Mi guardo intorno. Mi alzo un attimo, la professoressa ha detto che possiamo, e mi affaccio alla finestra. I due alberi davanti casa sono diversi. Quello a sinistra è più alto, con più foglie, sembra anche più forte, più robusto, quello a destra è più piccolino, con il tronco che si dirama in due rami sottili, sottili, ma regge. Sono diversi, ma ecco, prima di adesso non ci avevo neanche fatto caso. Eppure, ora, mi piace questa cosa che sono diversi, se fossero stati uguali non mi sarebbero piaciuti, o forse non ci avrei fatto caso. Ma ci ho fatto caso e mi piacciono. C’è diversità davanti casa.

C’è diversità anche dentro casa. Io e mio fratello siamo diversissimi. A lui piace giocare ai videogiochi. A me non piace. A me piace leggere e guardare film. A lui non piace. Eppure ci vogliamo bene.

C’è diversità anche a scuola. In realtà meno di quanto si possa immaginare. È una classe di quasi solo ragazze, quindi siamo noi tre ragazzi ad essere diversi, eppure non mi dispiace così tanto.

La diversità è parte della mia vita, è parte anche della tua vita, è parte del mondo.

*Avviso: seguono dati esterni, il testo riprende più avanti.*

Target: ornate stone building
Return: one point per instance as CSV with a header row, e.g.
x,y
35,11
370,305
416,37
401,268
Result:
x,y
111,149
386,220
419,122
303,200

La diversità permette al mondo di esistere. Permette all’universo di esistere. Se ci fossero solo stelle, noi non potremmo esistere. Ma anche se ci fossero solo pianeti non potremmo esistere. E se non ci fosse niente, e fosse tutto vuoto, tutto uguale, non potremmo esistere lo stesso. Quindi la diversità ci dona vita, ci permette di vivere, è vita.

“Imagine all the people, livin’ life in peace”, cantava John Lennon nel ’71. Quanto tempo è passato!

Eppure il suo sogno ci sembra sempre più lontano. Per vivere in pace serve diversità, perché se c’è diversità, e c’è e deve esserci, c’è una pluralità. Ma perché la diversità nell’universo, la diversità nella natura non ci spaventa, a me non spaventa che i due alberi davanti casa mia sono diversi, e invece se la diversità è nelle persone, non solo ci spaventa, ma la odiamo, la stigmatizziamo,

quando è irreversibile la emarginiamo e quando si pensa che la si possa cambiare, proviamo a renderla uguale a noi? La diversità non era vita? È vita solo in alcuni casi? E allora serve che questa diversità venga riconosciuta, che venga rispettata. Sì, è importante che venga riconosciuta, prima ancora di essere rispettata. Quante volte ho sentito persone anche importanti dire che “siamo tutti uguali”! Ma noi non siamo uguali, non vogliamo essere uguali, non voglio essere uguale a te, anche se mi piace come sei, e guardo il tuo profilo Instagram e dico che vorrei essere uguale a te, non lo intendo davvero, perché in fondo mi piace essere diverso da te, perché se fossi uguale a te, sarei te, ma io voglio essere me e essere diverso da te e da tutti gli altri.

Mi sono perso. Sì, è importante che venga riconosciuta… già l’ho detto. Rileggo tutto. Mi sembra di aver detto tutto, e di essermi perso tante volte. Penso a come stanno impostando il testo i miei compagni, poi scuoto la testa. Non lo voglio fare come gli altri, sennò quello che ho scritto fino ad adesso non serve a niente. Sarebbe solo retorica. Ho ripetuto fino ad adesso che la diversità è importante, che ci permette di esistere, e allora riapro la consegna, no, le immagini non le metto, le avranno messe tutti, ma forse è come voleva che fosse la professoressa, e allora le metto, ma poi sono tutti uguali, non mi piace più quello che ho scritto. Cancello tutto e ricomincio. Sì, cancello tutto. Forse qualcosa lo posso tenere. Sì, così. È diverso. Mi piace.